Your Mind and Your Money: Hyperbolic Discounting

Welcome once again to our continuing discussion of how your insane brain is costing you money.  You might think I’m exaggerating, but as we’ve seen already this week, there are a number of ways you brain doesn’t think entirely logically about money and investing.  One way that is particularly harmful to your investing and saving motivation is:

Hyperbolic Discounting

In its simplest form, hyperbolic discounting is an overemphasis of the old adage, ‘A bird in hand is worth two in the bush’.  When given the opportunity to have a relatively small amount now or delay our gratification for period of time and get a much higher amount of money, many people choose to take the smaller amount immediately.  The most commonly cited research (Green et al. 1994) shows that if people are given the choice between $50 today or $100 a year from now, most people will choose the $50 dollars today, in spite of the fact that the $100 will almost certainly still be worth more a year from now.

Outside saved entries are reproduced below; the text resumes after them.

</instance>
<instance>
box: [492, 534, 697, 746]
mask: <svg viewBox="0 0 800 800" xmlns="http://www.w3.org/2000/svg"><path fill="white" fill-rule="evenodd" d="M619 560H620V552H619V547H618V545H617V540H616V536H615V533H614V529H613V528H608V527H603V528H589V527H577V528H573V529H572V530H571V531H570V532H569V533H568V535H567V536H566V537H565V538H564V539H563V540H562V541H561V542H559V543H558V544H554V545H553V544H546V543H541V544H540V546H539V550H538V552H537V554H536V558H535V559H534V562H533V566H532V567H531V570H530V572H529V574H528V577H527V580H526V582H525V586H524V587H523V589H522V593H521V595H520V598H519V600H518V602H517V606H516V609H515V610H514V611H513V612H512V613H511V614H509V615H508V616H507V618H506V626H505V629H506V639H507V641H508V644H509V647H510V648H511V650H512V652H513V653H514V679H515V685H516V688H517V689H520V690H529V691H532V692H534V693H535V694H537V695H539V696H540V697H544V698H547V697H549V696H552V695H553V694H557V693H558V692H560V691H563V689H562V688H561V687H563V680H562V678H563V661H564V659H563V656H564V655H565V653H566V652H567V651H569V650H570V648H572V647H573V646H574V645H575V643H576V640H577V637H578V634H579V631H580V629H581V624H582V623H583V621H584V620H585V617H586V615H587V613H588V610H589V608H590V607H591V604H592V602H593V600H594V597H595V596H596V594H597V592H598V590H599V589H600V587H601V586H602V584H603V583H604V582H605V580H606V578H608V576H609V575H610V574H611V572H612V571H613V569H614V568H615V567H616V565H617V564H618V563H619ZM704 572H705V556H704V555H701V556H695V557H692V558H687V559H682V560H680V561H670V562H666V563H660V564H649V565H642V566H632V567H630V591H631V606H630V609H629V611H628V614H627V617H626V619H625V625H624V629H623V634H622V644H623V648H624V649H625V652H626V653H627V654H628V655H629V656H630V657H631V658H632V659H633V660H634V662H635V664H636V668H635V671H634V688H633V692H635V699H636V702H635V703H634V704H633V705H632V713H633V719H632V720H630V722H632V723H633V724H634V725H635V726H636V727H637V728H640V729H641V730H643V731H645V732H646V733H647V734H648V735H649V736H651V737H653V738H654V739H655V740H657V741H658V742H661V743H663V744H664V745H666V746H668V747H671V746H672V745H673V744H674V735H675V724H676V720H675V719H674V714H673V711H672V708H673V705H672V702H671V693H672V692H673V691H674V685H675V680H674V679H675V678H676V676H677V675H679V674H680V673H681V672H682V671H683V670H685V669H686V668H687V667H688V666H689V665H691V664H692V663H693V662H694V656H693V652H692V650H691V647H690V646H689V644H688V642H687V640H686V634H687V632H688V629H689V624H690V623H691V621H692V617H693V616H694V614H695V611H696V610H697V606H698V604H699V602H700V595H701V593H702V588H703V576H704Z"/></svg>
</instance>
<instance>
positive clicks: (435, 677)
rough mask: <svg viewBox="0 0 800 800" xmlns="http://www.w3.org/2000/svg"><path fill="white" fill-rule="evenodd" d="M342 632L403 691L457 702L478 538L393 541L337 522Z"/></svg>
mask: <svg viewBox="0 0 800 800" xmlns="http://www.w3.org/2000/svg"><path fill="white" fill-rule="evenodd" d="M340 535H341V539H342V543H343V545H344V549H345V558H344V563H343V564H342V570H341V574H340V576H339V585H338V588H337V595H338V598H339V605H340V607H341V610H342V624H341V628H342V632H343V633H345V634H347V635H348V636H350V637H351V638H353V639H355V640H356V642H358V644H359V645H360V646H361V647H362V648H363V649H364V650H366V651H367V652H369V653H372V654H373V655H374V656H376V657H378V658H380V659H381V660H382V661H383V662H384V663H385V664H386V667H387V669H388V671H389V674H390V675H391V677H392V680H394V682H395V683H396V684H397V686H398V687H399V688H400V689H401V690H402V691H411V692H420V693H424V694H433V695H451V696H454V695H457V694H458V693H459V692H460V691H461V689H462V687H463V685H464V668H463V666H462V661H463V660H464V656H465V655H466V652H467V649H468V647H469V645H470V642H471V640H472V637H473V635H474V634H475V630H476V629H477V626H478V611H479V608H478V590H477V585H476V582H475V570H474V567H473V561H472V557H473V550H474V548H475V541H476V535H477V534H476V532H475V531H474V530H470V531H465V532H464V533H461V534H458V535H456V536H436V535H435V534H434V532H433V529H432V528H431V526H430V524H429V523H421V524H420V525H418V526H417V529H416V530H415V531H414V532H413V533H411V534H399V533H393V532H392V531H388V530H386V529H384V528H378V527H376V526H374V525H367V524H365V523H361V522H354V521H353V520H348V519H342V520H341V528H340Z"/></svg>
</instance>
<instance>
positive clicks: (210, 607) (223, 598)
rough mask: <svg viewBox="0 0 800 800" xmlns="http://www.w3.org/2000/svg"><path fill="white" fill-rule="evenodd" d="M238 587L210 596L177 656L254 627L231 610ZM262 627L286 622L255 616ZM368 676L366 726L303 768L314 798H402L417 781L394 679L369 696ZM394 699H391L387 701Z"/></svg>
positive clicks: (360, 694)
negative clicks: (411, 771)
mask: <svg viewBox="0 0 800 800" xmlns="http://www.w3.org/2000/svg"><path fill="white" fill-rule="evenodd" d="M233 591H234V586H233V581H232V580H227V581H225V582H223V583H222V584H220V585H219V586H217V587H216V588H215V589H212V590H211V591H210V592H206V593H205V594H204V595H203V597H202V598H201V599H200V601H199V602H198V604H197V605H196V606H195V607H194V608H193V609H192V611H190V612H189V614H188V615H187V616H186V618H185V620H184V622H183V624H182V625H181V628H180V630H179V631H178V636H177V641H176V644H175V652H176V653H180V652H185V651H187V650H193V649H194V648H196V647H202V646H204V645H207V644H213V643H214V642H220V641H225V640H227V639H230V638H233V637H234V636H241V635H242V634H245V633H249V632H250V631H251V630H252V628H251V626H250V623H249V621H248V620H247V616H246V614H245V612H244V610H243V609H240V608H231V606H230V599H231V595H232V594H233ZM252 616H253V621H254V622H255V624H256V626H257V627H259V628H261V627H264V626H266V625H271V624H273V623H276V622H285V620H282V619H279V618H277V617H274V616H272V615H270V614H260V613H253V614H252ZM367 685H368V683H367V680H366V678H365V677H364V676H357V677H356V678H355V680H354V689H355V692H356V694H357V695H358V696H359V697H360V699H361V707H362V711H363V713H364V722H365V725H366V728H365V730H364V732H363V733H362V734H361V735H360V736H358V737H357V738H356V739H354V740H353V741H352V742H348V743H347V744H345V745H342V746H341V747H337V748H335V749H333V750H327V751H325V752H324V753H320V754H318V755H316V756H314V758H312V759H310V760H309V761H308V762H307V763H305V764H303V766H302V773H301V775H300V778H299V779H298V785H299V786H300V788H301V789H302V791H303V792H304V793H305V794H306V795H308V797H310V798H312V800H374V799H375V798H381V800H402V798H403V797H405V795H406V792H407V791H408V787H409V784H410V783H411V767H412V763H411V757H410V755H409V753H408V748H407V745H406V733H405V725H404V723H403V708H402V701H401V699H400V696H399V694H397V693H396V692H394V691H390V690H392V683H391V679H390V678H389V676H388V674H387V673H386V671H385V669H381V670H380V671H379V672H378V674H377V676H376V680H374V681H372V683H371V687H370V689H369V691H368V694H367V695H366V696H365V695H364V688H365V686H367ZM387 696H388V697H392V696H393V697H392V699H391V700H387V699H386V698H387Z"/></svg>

Interestingly, that same research found that if there was increased distance put between both rewards, if we are looking at the choice between $50 in five years or $100 in six years, most people will opt for the more financially beneficial option, choosing $100 in six years.  This is part of the ‘hyperbolic’ aspect of our mental process; there’s a much sharper drop off in perceived value in the near future (today vs. one year from now) than there is more distantly in the future (five vs. six years), even if the time period between the two events is the same.  (Besides showing the underlying false logic behind this process, it also illustrates a point we’ll use to make more logical decisions in the future.)

Hyperbolic Discounting Examples

-Most importantly for a blog about investing and saving, hyperbolic discounting causes people to value their current spending more than their future wealth.  As a result, given the choice between spending more today and investing more for tomorrow, most will opt for the former.

-Discounting future payments also causes people to opt for lump sum payments rather than defined periodic benefits, even if the defined benefits are much higher than the lump sum.  (I understand that there can be circumstances beyond the relative values of each type of payment that determine which method someone would prefer; this comment is more about people who look at $20,000 per year for 15 years vs. $100,000 immediately, and opt for the $100,000 without a reason other than it being a higher amount.)

-Opting to skip school or further training for an immediate job.  While it allows you to start earning money sooner, you’ll earn less over your lifetime than with more formal education; hyperbolic discounting of your future earnings potential strikes again.

Beating Hyperbolic Discounting

Remember how I told that when viewing the options several years in the future, people made the more logical choice?  That’s probably your greatest defense against hyperbolic discounting: put some distance between you and any of the options, so you don’t let the desire for immediate gratification overwhelm your common sense.  It might seem like a tough choice between spending money now and investing for the future, but imagine that you can’t use the money for a year; do you think you’ll still want to spend it?  If not, why do you want to spend it now?

Investing goes much the same way; it’s easy to rationalize putting it off until you’re older, or keeping the amount you invest as small as possible, but that leads to delays or avoidance of investing altogether.  Instead, try to take a longer term view, and look at what you could potentially have when it’s time to retire.  Would you rather have $1.9 million or $2.9 million in forty years?  (The difference between investing $4000 and $6000, respectively, and earning a 10% during that time period.)  How about choosing between $1.1 million and $2.9 million at retirement?  (The difference between starting to invest $6000 a year at 35 vs 25 years old, respectively.)  When you run some numbers to see your future net worth potential, it’s easier to see how relatively small sacrifices now can yield big returns in the future.

There, you know have a few mental tools to help you cope with hyperbolic discounting; the key is to try to repress the natural desire for immediate gratification and instead focus on the long term.  If you get skillful enough at doing so, you should be able to avoid the problems of hyperbolic discounting without any problem at all.